| MANY Magdalene Women Spent Decades in Laundries
By Claire O'Sullivan
Irish Examiner
August 28, 2014
http://www.irishexaminer.com/ireland/many-magdalene-women-spent-decades-in-laundries-284070.html
A grave just discovered by the Justice for Magdalenes group shows that, in one plot in North Dublin alone, a third of the woman buried remained at the Magdalene laundry for more than 50 years.
Such discoveries, which form part of the Justice for Magdalenes Research Graves Project, are in contrast to the findings of the McAleese report into the Magdalene laundries which stated that the median length of stay for the women was 27 weeks.
The interdepartmental report also stated that 60% of the women at the laundries from 1922 to 1996 stayed less than a year at the laundries — figures which have been hotly contested.
According to Claire McGettrick of Justice for Magdalenes, the deaths of women who never left the laundries and remained living with the nuns, in many cases working in the convents, after 1996 were not included in the 2013 McAleese report.
There are 13 names on the newly discovered grave, with Magdalene survivors buried there from 2008 and right up to this year.
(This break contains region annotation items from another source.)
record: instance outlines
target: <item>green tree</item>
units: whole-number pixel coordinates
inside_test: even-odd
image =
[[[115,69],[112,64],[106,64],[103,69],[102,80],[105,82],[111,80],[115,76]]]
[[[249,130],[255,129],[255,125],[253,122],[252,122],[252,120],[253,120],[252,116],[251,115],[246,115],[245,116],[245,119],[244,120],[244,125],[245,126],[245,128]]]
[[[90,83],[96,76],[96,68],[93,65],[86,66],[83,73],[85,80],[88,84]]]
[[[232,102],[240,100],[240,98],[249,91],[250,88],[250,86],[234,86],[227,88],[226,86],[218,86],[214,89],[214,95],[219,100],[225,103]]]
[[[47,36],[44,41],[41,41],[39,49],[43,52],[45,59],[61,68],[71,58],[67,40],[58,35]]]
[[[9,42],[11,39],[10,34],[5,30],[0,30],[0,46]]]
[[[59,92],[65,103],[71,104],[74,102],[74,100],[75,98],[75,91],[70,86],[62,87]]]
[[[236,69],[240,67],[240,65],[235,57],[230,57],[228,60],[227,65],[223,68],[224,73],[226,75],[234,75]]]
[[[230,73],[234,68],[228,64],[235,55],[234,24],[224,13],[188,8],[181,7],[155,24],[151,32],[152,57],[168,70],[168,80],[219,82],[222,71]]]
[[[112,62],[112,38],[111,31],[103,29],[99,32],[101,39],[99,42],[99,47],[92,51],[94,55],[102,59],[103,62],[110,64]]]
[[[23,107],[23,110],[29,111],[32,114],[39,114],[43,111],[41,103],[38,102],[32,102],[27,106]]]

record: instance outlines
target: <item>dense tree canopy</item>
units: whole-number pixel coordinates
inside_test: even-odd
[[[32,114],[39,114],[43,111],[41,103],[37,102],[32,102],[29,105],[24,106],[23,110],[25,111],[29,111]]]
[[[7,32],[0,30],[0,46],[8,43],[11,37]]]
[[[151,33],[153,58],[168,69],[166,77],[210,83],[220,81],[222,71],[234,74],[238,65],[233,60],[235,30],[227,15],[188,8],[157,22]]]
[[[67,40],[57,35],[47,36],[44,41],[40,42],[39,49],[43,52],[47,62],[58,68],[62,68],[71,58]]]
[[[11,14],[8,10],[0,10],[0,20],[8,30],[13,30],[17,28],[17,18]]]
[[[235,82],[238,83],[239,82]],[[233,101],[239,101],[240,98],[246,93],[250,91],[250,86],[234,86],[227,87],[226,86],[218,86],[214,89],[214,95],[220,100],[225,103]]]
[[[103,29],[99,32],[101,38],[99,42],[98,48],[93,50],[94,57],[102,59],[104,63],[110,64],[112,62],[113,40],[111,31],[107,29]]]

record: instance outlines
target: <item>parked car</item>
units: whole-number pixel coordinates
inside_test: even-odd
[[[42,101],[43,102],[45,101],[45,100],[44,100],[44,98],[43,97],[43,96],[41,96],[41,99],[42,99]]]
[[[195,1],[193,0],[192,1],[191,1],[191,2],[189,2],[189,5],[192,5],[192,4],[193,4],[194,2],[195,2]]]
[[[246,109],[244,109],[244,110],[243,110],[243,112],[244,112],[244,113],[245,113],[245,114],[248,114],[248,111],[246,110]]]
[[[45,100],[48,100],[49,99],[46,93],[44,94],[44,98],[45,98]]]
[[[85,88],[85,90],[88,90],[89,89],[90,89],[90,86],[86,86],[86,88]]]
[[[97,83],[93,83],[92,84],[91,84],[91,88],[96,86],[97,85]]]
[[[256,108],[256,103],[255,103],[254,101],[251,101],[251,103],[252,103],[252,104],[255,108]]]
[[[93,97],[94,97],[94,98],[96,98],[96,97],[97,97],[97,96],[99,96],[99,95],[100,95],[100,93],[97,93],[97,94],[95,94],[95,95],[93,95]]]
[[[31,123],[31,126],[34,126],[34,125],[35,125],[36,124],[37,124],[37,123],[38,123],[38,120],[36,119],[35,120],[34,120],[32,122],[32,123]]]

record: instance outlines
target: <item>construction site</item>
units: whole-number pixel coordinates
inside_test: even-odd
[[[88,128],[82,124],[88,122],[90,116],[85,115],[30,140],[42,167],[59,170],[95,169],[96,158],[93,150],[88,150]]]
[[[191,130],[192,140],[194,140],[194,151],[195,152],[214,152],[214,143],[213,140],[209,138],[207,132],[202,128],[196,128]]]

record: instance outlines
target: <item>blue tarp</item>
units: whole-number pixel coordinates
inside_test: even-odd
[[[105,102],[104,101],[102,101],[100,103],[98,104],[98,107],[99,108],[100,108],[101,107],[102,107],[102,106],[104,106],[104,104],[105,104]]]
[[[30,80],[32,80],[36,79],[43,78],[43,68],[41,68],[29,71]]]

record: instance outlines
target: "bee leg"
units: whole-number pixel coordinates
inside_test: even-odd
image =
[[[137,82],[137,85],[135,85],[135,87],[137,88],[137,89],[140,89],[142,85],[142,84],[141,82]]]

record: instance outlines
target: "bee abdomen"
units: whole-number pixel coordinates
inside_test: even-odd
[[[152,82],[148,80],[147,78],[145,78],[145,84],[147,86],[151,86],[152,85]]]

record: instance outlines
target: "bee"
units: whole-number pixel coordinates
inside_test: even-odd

JFMR were so far able to find details of six of the 13.
According to JFMR, four of the women appear to have lived in the care of the nuns since 1954. Three of the women are recorded as absent from the electoral register for short periods during this period but returned afterwards.
Another two of the women appear to have been at Hyde Park since 1962.
The JFMR Graves Project also discovered earlier this year that 50% of the women who were resident at the Donnybrook laundry between 1954 and 1964 remained there until their deaths.
Their research at Hyde Park laundry has revealed that 30% of the women resident at the laundry between 1954 and 1964 also remained under the care of the nuns until they died.
In recent months, the UN Human Rights Committee supported JFM’s assertion that the planned commission of investigation into mother-and-baby homes should also examine the Magdalene laundries.
It said Ireland should “conduct a prompt, independent, and thorough investigation into all allegations of abuse in Magdalene laundries, children’s institutions, and mother-and-baby homes”.